The state of the art

While the stories in BASS 2022 clearly stood out to Greer, it is also safe to say that his final selections are representative of the sort of thing being done by American short story writers generally. Greer, we are told on the back of the book, lives in San Francisco and Milan, and he has taught at Stanford and at the Iowa Writer’s Workshop. He comes from the same general milieu as many of the writers in the collection (at least 11 of the 20 authors hold a master’s degree in fine arts [MFA] and teach writing in colleges or universities). His tastes, therefore, are likely to align more or less with those of the majority of American MFAs and writing instructors. 

There is nothing inherently wrong with a writer being an academic. Nevertheless, academia, and especially the humanities, particularly in our historical moment, carry with them certain ideological baggage. The stories in BASS tend to speak to the ideas and attitudes one will find in the various MFA programs and, consequently, in most of the hundreds of small literary reviews that publish short stories.

American short stories, and novels, despite displaying a rich diversity of settings, voices and subject matter, share a relatively narrow palette of thematic ideas and political dispositions.
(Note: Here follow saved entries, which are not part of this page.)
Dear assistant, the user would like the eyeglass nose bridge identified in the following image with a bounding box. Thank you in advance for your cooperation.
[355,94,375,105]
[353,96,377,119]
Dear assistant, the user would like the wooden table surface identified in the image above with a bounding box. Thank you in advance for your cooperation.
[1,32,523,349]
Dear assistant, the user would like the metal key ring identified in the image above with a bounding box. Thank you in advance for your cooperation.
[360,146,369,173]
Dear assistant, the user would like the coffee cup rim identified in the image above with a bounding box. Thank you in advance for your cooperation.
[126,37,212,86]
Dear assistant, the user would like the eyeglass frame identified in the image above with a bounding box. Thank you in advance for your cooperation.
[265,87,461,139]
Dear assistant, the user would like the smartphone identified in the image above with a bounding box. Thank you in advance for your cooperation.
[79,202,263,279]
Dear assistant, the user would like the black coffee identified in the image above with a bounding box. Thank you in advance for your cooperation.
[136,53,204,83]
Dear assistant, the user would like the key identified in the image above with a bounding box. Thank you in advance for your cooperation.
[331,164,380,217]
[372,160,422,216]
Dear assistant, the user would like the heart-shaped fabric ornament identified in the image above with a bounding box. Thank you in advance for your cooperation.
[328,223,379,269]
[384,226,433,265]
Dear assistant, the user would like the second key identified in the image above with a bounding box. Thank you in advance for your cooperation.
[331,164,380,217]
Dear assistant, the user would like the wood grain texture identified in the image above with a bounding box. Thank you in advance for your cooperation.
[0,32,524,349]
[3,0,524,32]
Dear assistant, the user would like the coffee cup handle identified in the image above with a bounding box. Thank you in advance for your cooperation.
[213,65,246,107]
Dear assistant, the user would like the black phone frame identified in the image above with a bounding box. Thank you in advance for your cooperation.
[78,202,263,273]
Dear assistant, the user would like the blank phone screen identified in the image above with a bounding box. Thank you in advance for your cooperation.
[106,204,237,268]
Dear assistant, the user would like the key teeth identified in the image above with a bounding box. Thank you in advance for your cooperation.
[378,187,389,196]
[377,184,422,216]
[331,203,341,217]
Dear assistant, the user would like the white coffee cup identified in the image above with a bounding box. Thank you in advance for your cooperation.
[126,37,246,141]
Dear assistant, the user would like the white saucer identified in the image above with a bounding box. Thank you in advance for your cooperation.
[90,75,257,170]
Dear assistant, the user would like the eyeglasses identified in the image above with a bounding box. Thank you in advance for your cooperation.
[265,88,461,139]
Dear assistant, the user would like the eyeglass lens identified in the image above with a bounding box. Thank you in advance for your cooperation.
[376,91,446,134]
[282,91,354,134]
In recent years, this palette has been dominated by identity politics—the obsession with the self and with race and gender as defining categories—that saturates college campuses, the Democratic Party and official American liberal culture generally.

Despite the pressures and inducements to take part enthusiastically in race and gender politics, many writers have honestly registered the pressing crises of recent years—COVID, climate change, wealth inequality, the threat of fascism—and as these crises intensify this is happening more and more. BASS 2022 is evidence of this healthy trend.
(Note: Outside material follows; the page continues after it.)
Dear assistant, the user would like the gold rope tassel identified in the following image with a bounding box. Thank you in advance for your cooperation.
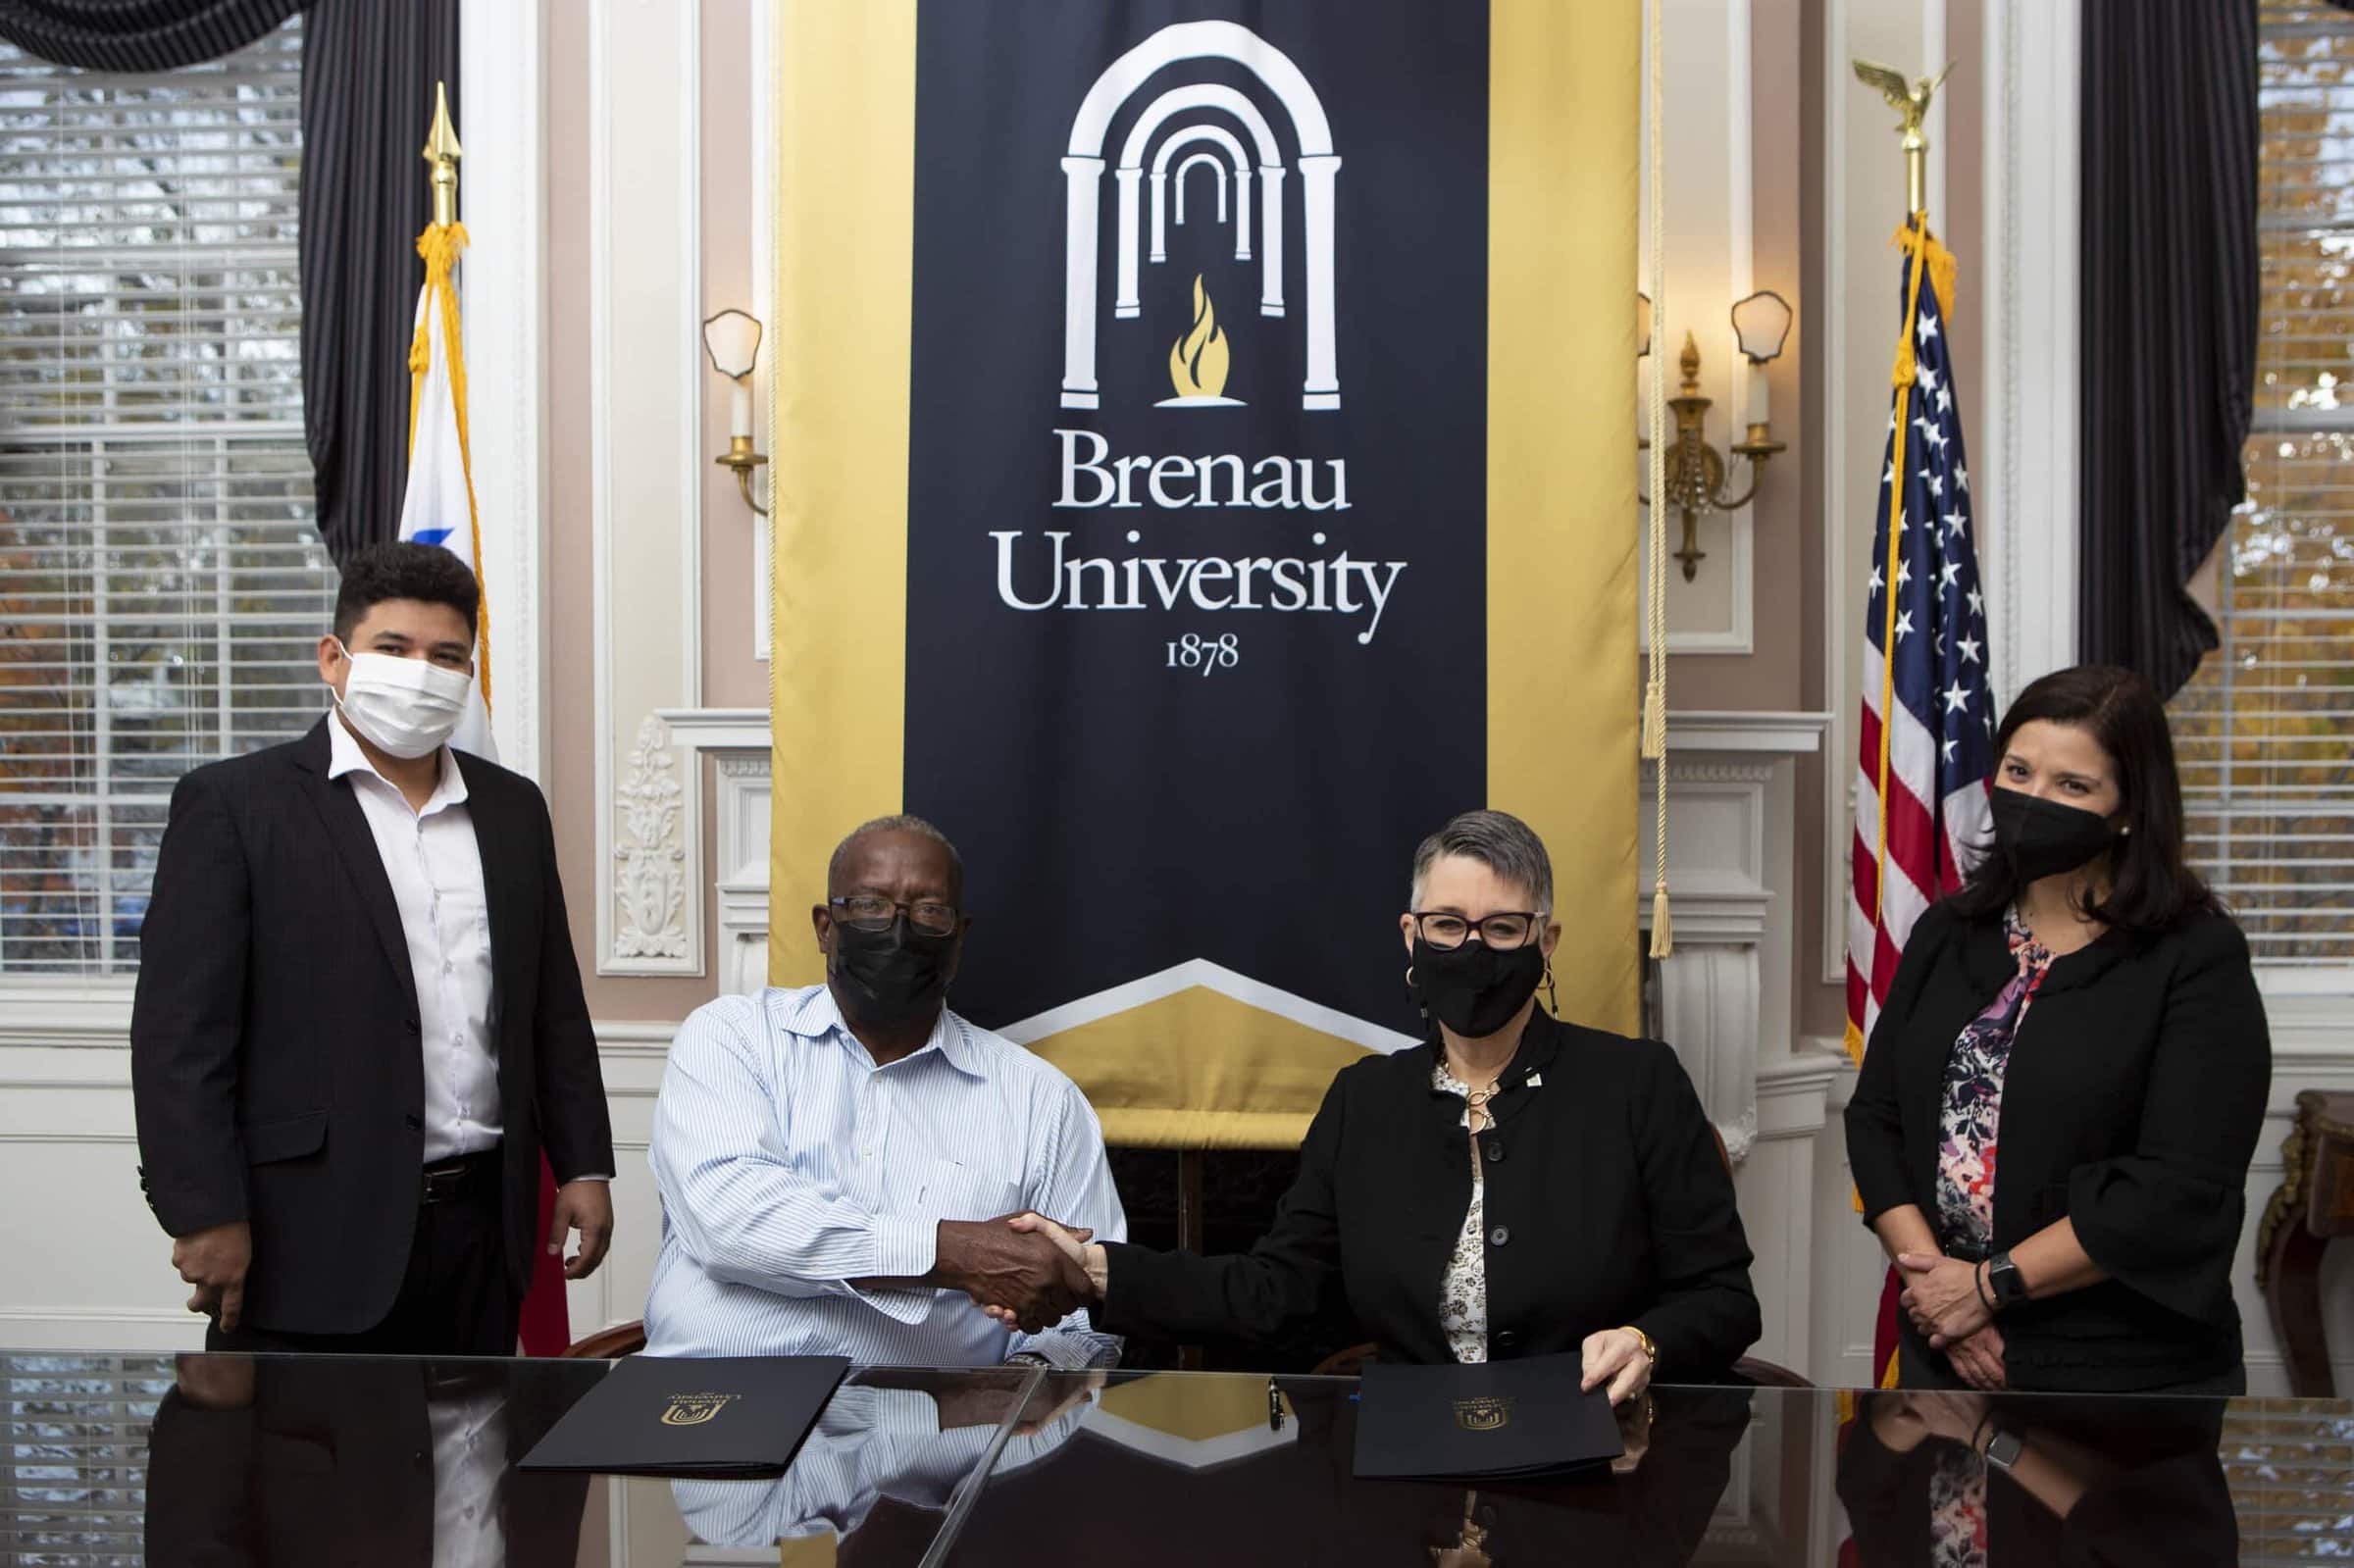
[1641,0,1672,945]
A number of the stories in this anthology foreground matters of climate change, poverty, the pandemic, police brutality, nationalism and government suppression of democratic rights. In none of these stories, however (with the exceptions of Alix Ohlin’s “The Meeting,” Sanjena Sathian’s “Mr. Ashok’s Monument” and, to an extent, Hector Tobar’s “The Sins of Others”), is the crisis in question examined critically, let alone with an eye toward probing it to its bottom.
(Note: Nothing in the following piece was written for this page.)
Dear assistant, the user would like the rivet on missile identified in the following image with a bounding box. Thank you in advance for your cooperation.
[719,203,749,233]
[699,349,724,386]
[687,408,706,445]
It is telling, for instance, that in her foreword to BASS 2022, series editor Heidi Pitlor should mouth the standard Democratic/New York Times/MSNBC view of the issues of the moment:

As we lurch our way through and hopefully out of a pandemic that is more persistent than any of us would like; as we witness an autocracy attempt to violently overtake a democracy in Ukraine and the threat of another world war; as the news of climate change alarms almost daily, the power of good art, of excellent fiction to reorient the reader toward what truly matters never fails to inspire me.  . . . Reading these stories, I was reminded of the value of societal cohesion and kindness. We must take better care of each other.

Where does one begin? In all these insipid formulations, Americans are isolated individuals who watch television and feel things. COVID-19 is to be countered with hope; Ukraine is a democracy and, presumably, the US and NATO are compassionate saviors, and the answer to social and political questions generally is individual kindness. Such sentiments, freed as they are from actual historical awareness and political principle, are not likely to prove helpful in identifying “good art” or “excellent fiction,” i.e., work that is genuinely urgent, compelling, truthful.

A short story portraying the US as a defender of democracy in Ukraine, for instance, would fundamentally (and fatally) misrepresent reality and, however attractive its prose or moving its plot, would qualify more as propaganda than as important and lasting art.

None of which is meant to suggest that the authors featured in BASS 2022 are writing in bad faith. Most are confronting the crises and contradictions of our time, on the level of the individual human life, to the best of their ability, working on the basis, however, of a very limited understanding of the critical social questions of the day. As these crises and contradictions continue to intensify, still more writers will train their gaze outward, and to still better artistic effect.